In Deduce, it is defined as:
fun operator ≲(f:(fn UInt -> UInt), g:(fn UInt -> UInt)) {
some n0:UInt,c:UInt. (all n:UInt. (if n0 ≤ n then f(n) ≤ c * g(n)))
}
Which is the same definition as what you learned in class:
∃ k c. ∀ n ≥ k. f(n) ≤ c g(n).
There is something else you need to know before we can actually get into Big-O proofs. UInt in Deduce
is defined in a way that makes induction not so straight forward. Instead of just saying induction UInt
in a proof, we need to use a special theorem instead.
There are two theorems which we can use to perform induction on UInt: uint_induction and uint_k_induction.
Both of these theorems state very similar facts.
theorem uint_induction: all P:fn UInt -> bool.
if P(0) and (all m:UInt. if P(m) then P(1 + m))
then all n : UInt. P(n)
This theorem states that for any proposition on UInt, if that proposition is true for 0 and when the proposition
is true for some number m it is true for m+1, then that proposition is true for all numbers. If you recall
the definition of induction you will notice that this is exactly that.
uint_k_induction is very similar except that we don’t start at 0. You can start your induction at any number
k and the logic is exactly the same:
theorem uint_k_induction: all P: fn UInt -> bool, k:UInt.
if (P(k) and (all m:UInt. (if P(m) then P(1 + m))))
then all n:UInt. if k ≤ n then P(n)
Here is an example proof using uint_induction
theorem uint_comm_ex: all x:UInt. x + 1 = 1 + x
proof
// Define your proposition to be the same as your proof statement
define P = fun x:UInt { x + 1 = 1 + x }
// Prove the base case. Here 0 since I'm using uint_induction
// I could use some other number but I would have to use uint_k_induction
have base: P(0) by {
expand P.
}
// Prove the inductive case. This is just like regular deduce induction,
// you just have to explicitly assume your IH and everything.

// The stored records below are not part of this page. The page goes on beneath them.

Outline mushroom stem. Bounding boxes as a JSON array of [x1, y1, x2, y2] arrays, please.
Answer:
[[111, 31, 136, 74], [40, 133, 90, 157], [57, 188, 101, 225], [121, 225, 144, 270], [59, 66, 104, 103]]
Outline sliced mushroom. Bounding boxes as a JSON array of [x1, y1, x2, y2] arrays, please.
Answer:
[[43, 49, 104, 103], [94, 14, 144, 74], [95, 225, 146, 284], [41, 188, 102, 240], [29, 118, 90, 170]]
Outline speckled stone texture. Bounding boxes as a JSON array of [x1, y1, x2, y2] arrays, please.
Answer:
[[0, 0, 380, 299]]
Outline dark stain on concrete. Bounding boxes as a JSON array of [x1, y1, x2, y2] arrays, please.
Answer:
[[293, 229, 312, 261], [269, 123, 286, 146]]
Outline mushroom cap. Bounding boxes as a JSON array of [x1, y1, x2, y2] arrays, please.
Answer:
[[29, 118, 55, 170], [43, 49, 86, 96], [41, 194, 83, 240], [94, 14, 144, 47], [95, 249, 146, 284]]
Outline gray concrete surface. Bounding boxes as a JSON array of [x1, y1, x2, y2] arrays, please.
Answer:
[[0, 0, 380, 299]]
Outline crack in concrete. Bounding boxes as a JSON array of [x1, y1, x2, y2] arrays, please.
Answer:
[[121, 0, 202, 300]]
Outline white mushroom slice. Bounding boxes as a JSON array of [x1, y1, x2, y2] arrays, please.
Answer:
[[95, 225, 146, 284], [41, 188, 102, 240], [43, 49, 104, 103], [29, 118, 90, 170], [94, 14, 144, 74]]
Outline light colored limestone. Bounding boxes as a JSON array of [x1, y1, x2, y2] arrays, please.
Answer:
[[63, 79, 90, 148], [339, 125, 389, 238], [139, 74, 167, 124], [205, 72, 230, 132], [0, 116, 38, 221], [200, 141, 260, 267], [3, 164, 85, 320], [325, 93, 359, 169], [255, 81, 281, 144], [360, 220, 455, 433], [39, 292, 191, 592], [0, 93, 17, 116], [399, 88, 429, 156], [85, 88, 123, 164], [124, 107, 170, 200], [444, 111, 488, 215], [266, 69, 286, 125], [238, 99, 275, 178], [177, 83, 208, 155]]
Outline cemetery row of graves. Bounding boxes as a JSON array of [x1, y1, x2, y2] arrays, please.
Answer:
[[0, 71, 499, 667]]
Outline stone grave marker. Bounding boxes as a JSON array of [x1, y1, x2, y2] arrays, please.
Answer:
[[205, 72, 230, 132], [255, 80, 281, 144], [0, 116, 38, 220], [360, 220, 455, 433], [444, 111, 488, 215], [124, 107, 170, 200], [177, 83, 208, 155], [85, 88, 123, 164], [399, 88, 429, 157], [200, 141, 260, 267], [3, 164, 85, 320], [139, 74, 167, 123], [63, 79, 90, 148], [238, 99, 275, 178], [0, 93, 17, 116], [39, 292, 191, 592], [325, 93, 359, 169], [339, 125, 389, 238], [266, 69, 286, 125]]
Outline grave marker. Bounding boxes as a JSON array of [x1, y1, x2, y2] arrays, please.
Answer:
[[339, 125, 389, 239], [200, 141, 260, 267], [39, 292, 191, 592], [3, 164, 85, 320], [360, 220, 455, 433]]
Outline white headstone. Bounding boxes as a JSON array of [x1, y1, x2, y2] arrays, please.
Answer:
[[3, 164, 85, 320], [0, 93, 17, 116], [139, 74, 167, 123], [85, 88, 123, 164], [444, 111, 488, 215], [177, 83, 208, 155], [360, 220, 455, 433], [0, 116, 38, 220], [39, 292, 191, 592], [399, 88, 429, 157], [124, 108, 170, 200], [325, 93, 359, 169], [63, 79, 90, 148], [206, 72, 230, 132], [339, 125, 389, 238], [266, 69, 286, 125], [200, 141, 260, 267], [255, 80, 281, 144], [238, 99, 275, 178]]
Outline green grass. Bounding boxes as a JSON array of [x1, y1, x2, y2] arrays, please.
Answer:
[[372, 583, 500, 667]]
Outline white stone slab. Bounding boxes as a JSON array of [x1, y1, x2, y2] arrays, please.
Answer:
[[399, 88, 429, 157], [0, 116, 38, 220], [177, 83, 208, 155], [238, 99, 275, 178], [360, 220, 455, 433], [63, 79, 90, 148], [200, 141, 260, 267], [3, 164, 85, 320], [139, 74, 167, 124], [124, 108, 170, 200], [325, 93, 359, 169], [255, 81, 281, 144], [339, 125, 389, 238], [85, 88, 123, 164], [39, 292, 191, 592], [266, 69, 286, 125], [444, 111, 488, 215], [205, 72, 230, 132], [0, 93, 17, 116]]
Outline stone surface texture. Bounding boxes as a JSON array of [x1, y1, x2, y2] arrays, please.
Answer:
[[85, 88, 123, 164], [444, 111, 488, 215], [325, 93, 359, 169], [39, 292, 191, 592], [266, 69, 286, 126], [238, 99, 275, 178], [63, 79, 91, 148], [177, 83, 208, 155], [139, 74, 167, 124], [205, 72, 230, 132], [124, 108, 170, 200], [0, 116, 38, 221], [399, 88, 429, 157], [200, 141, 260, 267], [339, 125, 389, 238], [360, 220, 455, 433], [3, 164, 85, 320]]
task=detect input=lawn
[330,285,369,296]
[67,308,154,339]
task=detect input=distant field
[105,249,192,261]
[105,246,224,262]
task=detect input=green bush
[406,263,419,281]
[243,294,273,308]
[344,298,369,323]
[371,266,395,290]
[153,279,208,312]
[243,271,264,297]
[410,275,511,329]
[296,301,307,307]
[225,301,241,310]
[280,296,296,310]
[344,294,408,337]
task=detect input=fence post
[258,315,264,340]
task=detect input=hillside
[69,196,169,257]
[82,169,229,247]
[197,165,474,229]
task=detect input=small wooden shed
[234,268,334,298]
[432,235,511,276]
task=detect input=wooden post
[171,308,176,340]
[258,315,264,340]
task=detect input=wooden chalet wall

have ind: all m:UInt. (if P(m) then P(1 + m)) by {
arbitrary m:UInt
expand P
assume IH
replace IH.
}
// Finally apply uint_induction and expand out P to match your theorem statement.
expand P in apply uint_induction[P] to base, ind
end
Suppose I had the following function f that I wanted to prove was O(n).
fun f(x:UInt) {
x + 10
}
Here is what I would do:
theorem easy_bigo: f ≲ O_n
proof
expand operator ≲
// choose my k and n0. This is did on paper using this formula
// to make sure it was correct:
// ∃ k c. ∀ n ≥ k. f(n) ≤ c g(n).
choose 10, 2
// define my proposition to prove using uint_induction
define P = fun x:UInt { f(x) <= 2 * O_n(x) }
// prove base case
have base: P(10) by {
expand P | f | O_n.
}
// prove induction case
// I highly recommend taking a look at some of the
// UInt theorems I used as they are very useful in
// these big-o proofs.
have ind: (all m:UInt. (if P(m) then P(1 + m))) by {
arbitrary m:UInt
expand P | f | O_n
assume G
replace uint_dist_mult_add
have: 1 <= 2 by expand operator <=.
apply uint_add_mono_less_equal[1, m + 10, 2, 2 * m] to (recall 1 <= 2), G
}
// finish by applying uint_induction
expand P in apply uint_k_induction[P, 10] to base, ind
end